Il affirme ainsi que la communauté se sent « globalement en sécurité pour l’instant, même si l’antisémitisme et les sentiments anti-israéliens se sont accrus ».

« Nous devons être prudents, afin de ne pas institutionnaliser des positions politiques au sein de notre communauté, ce qui pourrait créer une polarisation entre nous. Aujourd’hui, nous devons être plus unis que jamais, travailler pour la communauté juive dans son ensemble, quelle que soit la couleur politique de chacun. Notre devoir est de prendre soin de tous les Juifs du Chili », dit-il.

« Les Juifs du monde ont besoin les uns des autres, où que nous soyons. Notre communauté ne fait pas exception.
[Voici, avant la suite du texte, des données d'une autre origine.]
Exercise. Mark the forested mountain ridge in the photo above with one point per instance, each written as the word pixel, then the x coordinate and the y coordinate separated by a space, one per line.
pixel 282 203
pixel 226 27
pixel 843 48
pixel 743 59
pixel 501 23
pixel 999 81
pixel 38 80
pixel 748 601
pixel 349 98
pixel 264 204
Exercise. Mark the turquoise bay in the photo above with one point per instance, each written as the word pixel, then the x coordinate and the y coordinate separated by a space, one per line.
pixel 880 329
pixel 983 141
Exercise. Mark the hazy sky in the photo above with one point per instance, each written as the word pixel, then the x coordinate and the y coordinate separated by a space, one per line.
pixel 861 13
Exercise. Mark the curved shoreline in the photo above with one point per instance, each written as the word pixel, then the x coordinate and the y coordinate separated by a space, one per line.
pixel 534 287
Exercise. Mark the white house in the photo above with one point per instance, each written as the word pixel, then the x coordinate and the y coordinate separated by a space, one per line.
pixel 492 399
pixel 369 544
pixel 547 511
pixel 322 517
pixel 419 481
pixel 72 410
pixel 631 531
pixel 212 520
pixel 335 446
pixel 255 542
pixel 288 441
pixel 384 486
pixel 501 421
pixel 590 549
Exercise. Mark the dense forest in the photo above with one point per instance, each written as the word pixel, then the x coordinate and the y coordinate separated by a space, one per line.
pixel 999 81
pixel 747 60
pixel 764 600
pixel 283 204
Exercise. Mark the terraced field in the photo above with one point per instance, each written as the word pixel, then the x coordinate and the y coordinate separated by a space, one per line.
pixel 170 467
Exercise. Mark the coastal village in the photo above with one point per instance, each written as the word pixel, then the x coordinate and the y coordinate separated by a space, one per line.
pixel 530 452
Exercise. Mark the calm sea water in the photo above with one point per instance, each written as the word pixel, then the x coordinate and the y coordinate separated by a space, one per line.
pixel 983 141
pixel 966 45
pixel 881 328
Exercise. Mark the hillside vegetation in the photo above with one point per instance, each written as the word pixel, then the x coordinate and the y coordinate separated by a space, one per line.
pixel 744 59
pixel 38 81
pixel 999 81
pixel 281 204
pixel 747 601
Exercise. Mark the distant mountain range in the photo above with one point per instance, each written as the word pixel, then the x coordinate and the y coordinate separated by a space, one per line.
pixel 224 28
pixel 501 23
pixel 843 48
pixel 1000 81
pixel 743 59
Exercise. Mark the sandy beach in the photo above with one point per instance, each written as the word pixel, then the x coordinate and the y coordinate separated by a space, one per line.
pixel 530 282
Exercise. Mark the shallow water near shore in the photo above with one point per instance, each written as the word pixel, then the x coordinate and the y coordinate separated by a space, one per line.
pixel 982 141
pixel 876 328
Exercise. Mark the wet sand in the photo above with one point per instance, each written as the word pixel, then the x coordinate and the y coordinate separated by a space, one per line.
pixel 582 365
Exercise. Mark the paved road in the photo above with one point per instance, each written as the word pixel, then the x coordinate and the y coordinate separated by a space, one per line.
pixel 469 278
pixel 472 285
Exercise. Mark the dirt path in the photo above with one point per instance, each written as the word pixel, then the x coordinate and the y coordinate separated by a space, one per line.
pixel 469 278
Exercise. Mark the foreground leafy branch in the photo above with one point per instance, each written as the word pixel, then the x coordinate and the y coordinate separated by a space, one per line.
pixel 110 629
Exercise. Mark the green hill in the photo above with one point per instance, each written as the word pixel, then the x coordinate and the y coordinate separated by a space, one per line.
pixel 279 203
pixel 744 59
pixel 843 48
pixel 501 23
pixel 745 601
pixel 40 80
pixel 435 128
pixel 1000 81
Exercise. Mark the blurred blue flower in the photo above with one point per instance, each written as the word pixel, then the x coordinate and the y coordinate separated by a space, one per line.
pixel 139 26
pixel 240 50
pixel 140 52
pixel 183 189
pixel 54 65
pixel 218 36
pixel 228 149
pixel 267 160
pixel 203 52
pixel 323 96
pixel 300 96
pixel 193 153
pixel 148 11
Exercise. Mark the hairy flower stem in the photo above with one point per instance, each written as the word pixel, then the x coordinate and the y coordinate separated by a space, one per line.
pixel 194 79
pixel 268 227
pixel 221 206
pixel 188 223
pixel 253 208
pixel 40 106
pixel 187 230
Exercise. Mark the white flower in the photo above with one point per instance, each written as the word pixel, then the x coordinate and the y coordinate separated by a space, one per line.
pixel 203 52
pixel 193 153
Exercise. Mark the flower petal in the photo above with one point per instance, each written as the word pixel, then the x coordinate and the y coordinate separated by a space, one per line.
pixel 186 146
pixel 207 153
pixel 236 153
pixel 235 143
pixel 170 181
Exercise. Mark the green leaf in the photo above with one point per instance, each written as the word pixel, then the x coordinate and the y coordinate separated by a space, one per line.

C’est pourquoi je vous invite à la prudence et à comprendre que chaque Juif, quelle que soit sa pensée politique ou religieuse, est précieux pour notre peuple et, plus encore, pour notre communauté. »

En 2019, la communauté juive du Chili avait transmis au député un cadeau de Rosh HaShana accompagné d’un petit mot qui exprimait le désir d’une
« société plus inclusive, plus respectueuse, avec plus de solidarité ».

« J’apprécie ce geste mais ils [les Juifs] pourraient commencer par demander à Israël de rendre les territoires palestiniens occupés illégalement », avait écrit Boric sur Twitter en légende d’une photo qui montrait le cadeau.

Enfin certains Juifs chiliens craignent que Boric ne veuille promouvoir l’un de ses partisans, Daniel Jadue, membre du parti communiste d’origine palestinienne, qui a refusé d’expliquer pourquoi l’annuaire de son lycée l’avait présenté comme « un antisémite » qui « nettoiera la ville des Juifs ».

Il a, dans le passé, qualifié la communauté juive du Chili de « communauté sioniste du Chili » et les Juifs du pays estiment qu’il est antisémite. Une accusation rejetée par Jadue qui a affirmé qu’il était lui-même sémite, étant arabe.